We closed Pinterest and started perusing online shops and department stores instead. And sure enough, all the swimsuits that were available in larger sizes were the exact same style: ruched, full-coverage, retro styles that could double as pin-up girl Halloween costumes in a pinch.
I wanted a swimsuit that was modern and sexy, but I was starting to feel like if I wanted to show some skin, I had to do it with a costume-y wink. The lack of other options sent a message: Don't try to be sexy in the context of "now" . . . because, well, you're not.
When I was a teenager, I—like so many chubby blondes—idolized Marilyn Monroe. I had pictures of her all over my room. It was freeing to see someone who was lauded as an international sex symbol with a soft, curvy body, even if that whole "size 14" thing was a myth. She looked so much more like me than the Kate Moss class of supermodels who were setting the beauty standard at that time. She made me feel like I could be sexy too, in a big, bold, va-va-voom way.
I reveled in this idea for years. I wore red lipstick, sought out hourglass dress shapes, and played up my boobs and hips even when it didn't totally feel like "me." But after awhile it started to feel like I was playing a part. And yes, maybe "sexiness" and all forms of feminine presentation are, in many ways, akin to playing a part. But in this case, I felt stuck in a certain aesthetic category because of my body type. As a short, round-ish woman, adopting this vintage persona was the only way I was allowed to be sexy.

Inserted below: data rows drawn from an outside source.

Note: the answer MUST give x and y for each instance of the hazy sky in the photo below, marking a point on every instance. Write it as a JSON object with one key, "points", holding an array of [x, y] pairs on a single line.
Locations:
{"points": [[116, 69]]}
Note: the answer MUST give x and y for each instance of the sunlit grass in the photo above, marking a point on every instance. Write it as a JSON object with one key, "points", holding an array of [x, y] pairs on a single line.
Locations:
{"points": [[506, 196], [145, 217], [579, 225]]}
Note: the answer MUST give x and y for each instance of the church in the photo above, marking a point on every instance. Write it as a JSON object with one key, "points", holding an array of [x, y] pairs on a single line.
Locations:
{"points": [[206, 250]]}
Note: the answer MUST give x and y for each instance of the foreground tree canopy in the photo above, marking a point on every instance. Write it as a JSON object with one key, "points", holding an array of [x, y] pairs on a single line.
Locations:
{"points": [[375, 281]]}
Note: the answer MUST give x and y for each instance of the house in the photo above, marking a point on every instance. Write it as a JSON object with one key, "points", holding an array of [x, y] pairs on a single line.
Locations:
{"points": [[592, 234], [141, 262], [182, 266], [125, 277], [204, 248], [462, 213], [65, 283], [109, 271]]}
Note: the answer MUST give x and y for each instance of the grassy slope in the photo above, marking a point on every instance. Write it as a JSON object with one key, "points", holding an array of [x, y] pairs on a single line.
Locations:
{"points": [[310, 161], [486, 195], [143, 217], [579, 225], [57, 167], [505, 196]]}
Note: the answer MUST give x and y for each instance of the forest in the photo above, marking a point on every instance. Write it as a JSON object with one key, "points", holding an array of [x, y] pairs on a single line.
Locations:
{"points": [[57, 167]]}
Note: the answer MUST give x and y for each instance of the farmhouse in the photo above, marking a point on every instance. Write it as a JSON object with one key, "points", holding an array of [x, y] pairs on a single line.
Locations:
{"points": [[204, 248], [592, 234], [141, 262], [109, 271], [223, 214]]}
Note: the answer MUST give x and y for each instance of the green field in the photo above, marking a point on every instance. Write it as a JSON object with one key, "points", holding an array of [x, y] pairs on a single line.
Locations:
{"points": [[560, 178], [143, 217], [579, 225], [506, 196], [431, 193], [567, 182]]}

I don't want to disparage the women who feel like this aesthetic aligns with their personal style and makes them feel sexy, because lord knows you all look amazing. Retro bikinis are super cute and flattering on a variety of body types. I get that. I'm still drawn to the style fairly often. I just don't always feel like channeling my inner pin-up.
I'd love to see women with curvy and/or plus-size bodies having access to—and rocking the hell out of—a variety of swimsuit styles as diverse as our own personalities and aesthetics. As we work toward a better cultural understanding that there's no one definition of "bikini body," we should make room for more definitions of "bikini," too.